For some 30 million Americans living with a rare disease is part of everyday life. Many individuals suffering from a rare disease go to sleep and wake up with the same understanding and outlook of the disease as they did the day before, or even years before – there is no reprieve. In the United States, a disease is considered rare if it affects fewer than 200,000 people combined in a particular rare disease group. February 28 is rare disease day, a time when those suffering from one of the 7,000 recognized rare diseases are given the spotlight.
This year’s rare disease day efforts are focused on research. Currently, more than 95 percent of rare diseases have no treatment and zero cures. The research necessary to find cures requires money – money that is currently not being funneled towards rare diseases. Even with the passing of the Orphan Drug Act 25 years ago, in 1983, there have only been a combined 326 new drugs approved for rare diseases.
The allocation of funds is especially concerning when approximately 50 percent of rare diseases do not have a disease-specific foundation supporting or researching their rare disease. Who is advocating for these patients?
The lack of widespread knowledge and support leads to a greater burden put on the patient. On average it takes 4.8 years for a patient to receive an accurate diagnosis. The longer it takes for a patient to receive the proper diagnosis the more doctors bills they accrue. Patients on average see 7.3 different physicians before diagnosis.
The costs associated with a rare disease do not disappear after diagnosis. The average estimated cost annually for a patient living with hemophilia, a rare blood disorder, is $131,111. That equates to $8.7 million across their lifetime.

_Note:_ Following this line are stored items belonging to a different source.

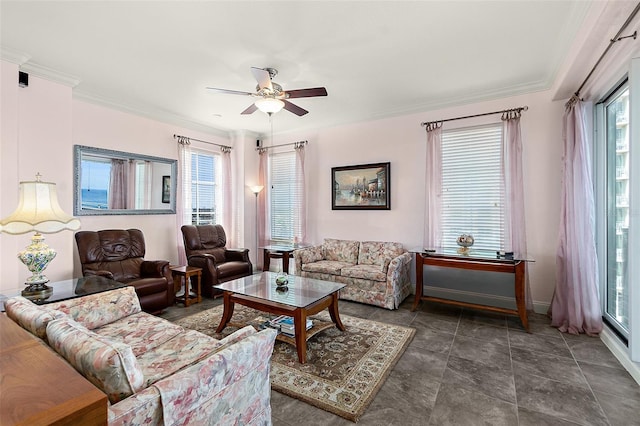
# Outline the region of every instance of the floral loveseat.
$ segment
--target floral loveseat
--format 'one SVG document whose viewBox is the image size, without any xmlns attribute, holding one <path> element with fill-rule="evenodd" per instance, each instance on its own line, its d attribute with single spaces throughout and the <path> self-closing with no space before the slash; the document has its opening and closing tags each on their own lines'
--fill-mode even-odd
<svg viewBox="0 0 640 426">
<path fill-rule="evenodd" d="M 346 284 L 341 299 L 396 309 L 411 293 L 411 254 L 400 243 L 325 238 L 293 257 L 296 274 Z"/>
<path fill-rule="evenodd" d="M 109 424 L 271 424 L 274 330 L 216 340 L 142 312 L 133 287 L 5 309 L 107 394 Z"/>
</svg>

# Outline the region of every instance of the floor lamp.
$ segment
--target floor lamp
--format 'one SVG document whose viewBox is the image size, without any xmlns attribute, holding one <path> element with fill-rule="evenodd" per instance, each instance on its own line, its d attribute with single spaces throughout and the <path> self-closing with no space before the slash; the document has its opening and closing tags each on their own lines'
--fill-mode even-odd
<svg viewBox="0 0 640 426">
<path fill-rule="evenodd" d="M 251 192 L 253 192 L 254 195 L 256 196 L 256 269 L 258 268 L 258 233 L 259 233 L 258 221 L 260 220 L 258 218 L 258 194 L 260 194 L 260 192 L 262 192 L 263 189 L 264 189 L 264 186 L 262 185 L 254 185 L 251 187 Z"/>
</svg>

Funding allocation for rare diseases is further complicated due to segmentation of the diseases. Each rare disease is unique and requires specialized attention from researchers. Eighty percent of rare diseases have identified genetic origins, others are the result of infections, allergies, and environmental causes, or are degenerative and proliferative.
The key to advancements for all the Americans suffering from a rare disease is a collaboration between researchers and the ability to have crossover medication and treatment options. Keytruda, a drug originally used for advanced-stage melanoma, is an example of what is possible if funding is dedicated to enabling necessary research.

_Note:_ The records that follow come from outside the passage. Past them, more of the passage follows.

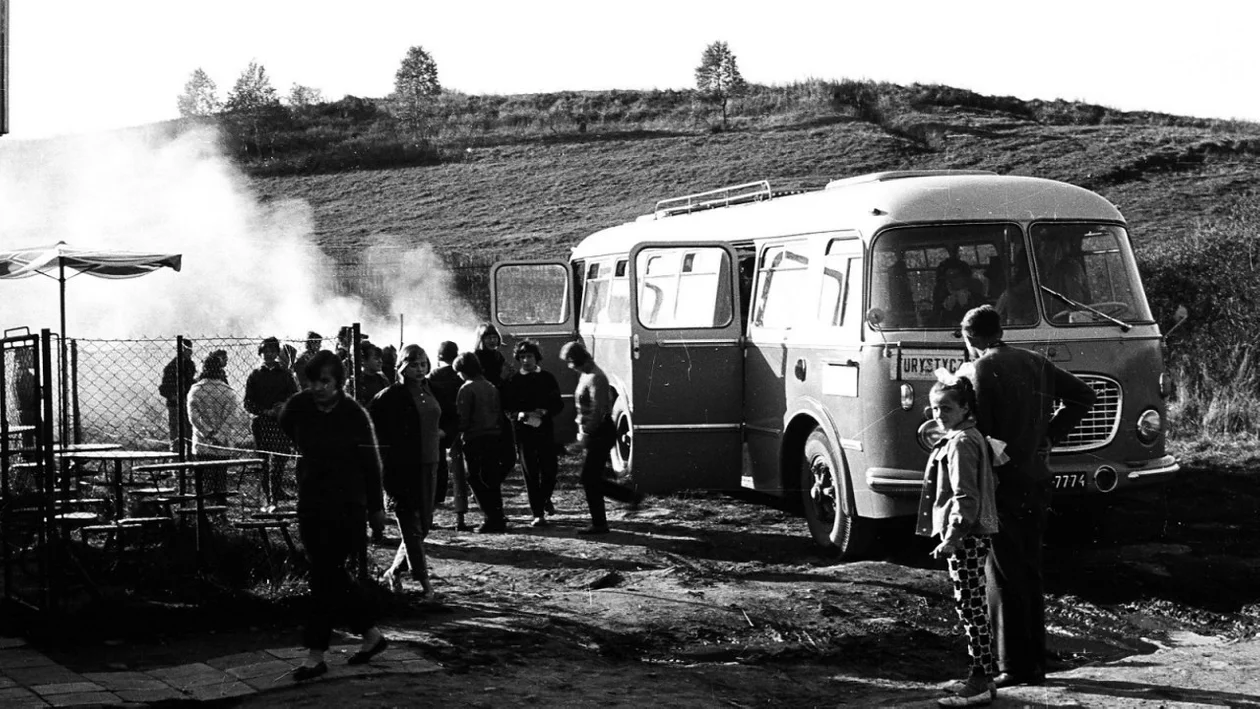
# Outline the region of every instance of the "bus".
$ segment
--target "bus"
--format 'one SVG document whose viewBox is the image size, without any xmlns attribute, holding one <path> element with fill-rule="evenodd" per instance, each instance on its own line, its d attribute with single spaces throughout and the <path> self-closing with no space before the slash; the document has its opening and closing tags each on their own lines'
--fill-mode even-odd
<svg viewBox="0 0 1260 709">
<path fill-rule="evenodd" d="M 638 489 L 799 501 L 813 539 L 844 558 L 876 550 L 879 520 L 917 512 L 940 435 L 928 390 L 968 358 L 960 320 L 981 304 L 1009 344 L 1098 395 L 1051 451 L 1056 495 L 1178 471 L 1173 384 L 1124 217 L 1062 182 L 898 171 L 735 185 L 662 200 L 568 259 L 497 263 L 491 291 L 505 339 L 552 354 L 585 342 L 614 389 L 613 467 Z"/>
</svg>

The medication has been proven a viable treatment option for patients with pleural mesothelioma. There are approximately 3,000 Americans diagnosed with the rare mesothelioma cancer in the United States each year. The disease currently has no cure and very poor prognosis – patients typically only live 12 to 21 months following diagnosis. The results from the keytruda trial show progress and hope for patients.

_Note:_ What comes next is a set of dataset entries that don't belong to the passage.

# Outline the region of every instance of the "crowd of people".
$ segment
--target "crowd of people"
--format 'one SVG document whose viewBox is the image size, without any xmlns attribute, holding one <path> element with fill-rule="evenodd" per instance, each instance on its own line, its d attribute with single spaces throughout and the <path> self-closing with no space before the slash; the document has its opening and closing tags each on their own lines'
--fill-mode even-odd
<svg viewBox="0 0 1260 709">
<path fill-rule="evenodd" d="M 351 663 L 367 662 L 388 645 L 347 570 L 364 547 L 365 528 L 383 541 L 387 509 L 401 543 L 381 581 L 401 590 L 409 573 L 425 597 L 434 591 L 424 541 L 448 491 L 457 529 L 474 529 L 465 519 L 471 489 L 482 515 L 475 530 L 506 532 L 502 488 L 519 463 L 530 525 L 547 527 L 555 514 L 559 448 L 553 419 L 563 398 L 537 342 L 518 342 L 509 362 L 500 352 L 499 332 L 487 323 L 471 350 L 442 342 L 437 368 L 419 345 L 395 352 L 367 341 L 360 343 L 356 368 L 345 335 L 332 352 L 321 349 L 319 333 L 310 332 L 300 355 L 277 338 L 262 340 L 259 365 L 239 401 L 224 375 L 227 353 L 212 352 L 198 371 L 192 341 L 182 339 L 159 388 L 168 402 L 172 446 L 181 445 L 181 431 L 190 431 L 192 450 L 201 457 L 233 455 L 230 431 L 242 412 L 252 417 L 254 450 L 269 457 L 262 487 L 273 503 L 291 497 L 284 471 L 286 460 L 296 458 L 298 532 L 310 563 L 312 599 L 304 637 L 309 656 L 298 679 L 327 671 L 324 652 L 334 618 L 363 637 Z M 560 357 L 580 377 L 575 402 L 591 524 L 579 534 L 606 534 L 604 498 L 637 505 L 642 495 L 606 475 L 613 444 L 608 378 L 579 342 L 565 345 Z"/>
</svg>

Keytruda was an effective therapy in approximately 76 percent of the treated pleural mesothelioma patients, which represents a promising result and an improvement in prognosis. Among the 25 patients who received Keytruda, 28 percent had some shrinkage of tumors, while 48 percent of the treated patients experienced stable disease or no increase in the extent of tumors. Keytruda is just one example of the power of researcher collaboration and persistence. With more resources dedicated to rare disease research, the Keytruda breakthrough could be one among many.
If everyone with a rare disease lived in one country, it would be the world’s third most populous country – making rare diseases, collectively, not so rare. In an effort to raise funds and awareness the National Organization of Rare Disorders (NORD) is hosting a 7,000-mile rare movement. The campaign challenges advocates to join together and seek pledges to walk, run, or bike 7,000 miles collectively throughout the month of February. Research funding and relief cannot come soon enough for patients with a rare disease. On February 28 #ShowYourRare to show patients they do not fight alone.